In court papers, Paxton said that he has learned that “on or about Thursday, December 3, or Friday, December 4, a group of Syrian refugees are scheduled to arrive in Texas.”
He said that the International Rescue Committee intends to help resettle the refugees in Dallas. Paxton said that the Refugee Act of 1980 requires that the federal government “shall consult regularly” with state and local governments and private nonprofit voluntary agencies concerning the intended distribution of refugees and the government has failed to do so.
“While Texans are compassionate to our core, and take in more refugees than any other state, significant security concerns have been raised about President Obama’s plans to admit 10,000 Syrian refugees this fiscal year, nationwide,” Paxton said in a statement. “The federal government’s stated inability to run effective background checks on these refugees, entering the United States from one of the world’s most potent hotbeds of terrorism, puts all Texans at risk.”
Paxton said the federal government has not fulfilled their burden to consult with Texas ahead of the refugee relocation.
“The point of this lawsuit is not about specific refugees, it is about protecting Texans by ensuring that the federal government fulfills its obligation to properly vet the refugees and cooperate and consult with the state,” he said.

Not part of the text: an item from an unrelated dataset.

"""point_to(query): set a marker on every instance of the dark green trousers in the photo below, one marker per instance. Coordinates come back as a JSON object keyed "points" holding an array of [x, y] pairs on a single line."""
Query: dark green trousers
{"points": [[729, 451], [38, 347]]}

The International Rescue Committee said in a statement that it has “worked in coordination with Texas officials for 40 years.”
“Refugees are victims of terror, not terrorists, and the families we help have always been welcomed by the people of Texas,” it said. “The IRC acts within the spirit and letter of the law, and we are hopeful that this matter is resolved soon.”

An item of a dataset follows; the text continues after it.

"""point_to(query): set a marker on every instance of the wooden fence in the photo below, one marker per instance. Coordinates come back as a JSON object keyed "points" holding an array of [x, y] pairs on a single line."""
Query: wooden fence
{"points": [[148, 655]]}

Legal experts say that the federal government has broad discretion concerning who gets to come into the country and that the states cannot block their borders, although they can make things more complicated.
Supporters of the refugees say that Paxton misunderstands federal law.

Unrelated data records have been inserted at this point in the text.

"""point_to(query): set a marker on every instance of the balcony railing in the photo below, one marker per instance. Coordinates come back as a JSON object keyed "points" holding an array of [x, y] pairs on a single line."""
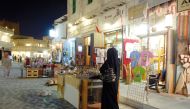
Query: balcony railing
{"points": [[5, 44], [4, 29]]}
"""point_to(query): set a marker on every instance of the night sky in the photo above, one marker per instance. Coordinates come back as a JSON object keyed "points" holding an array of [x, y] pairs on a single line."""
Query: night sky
{"points": [[35, 16]]}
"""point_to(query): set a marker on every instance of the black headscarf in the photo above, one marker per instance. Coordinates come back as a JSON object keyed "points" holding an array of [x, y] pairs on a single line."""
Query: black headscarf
{"points": [[111, 62]]}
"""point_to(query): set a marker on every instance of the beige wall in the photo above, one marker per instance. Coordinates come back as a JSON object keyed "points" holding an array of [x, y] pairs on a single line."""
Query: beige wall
{"points": [[11, 25]]}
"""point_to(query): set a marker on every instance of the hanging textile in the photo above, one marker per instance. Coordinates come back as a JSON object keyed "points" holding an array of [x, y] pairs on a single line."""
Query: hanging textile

“The state is itself failing to ‘cooperate’ with the federal program and the local agencies,” said Omar Jadwat of the ACLU’s Immigrants’ Right Project yesterday when Texas threatened legal action.
“The provision the state is relying on doesn’t say cooperation is a one-way street — that the state calls the shots and others fall in line,” Jadwat said. “It talks about various entities, including the state, cooperating ‘with one another.’ If that’s not happening here, it’s because of the state’s immoral, illegal and unconstitutional policy of discriminating on the basis of national origin — not because of any failure of the agencies to do their part.”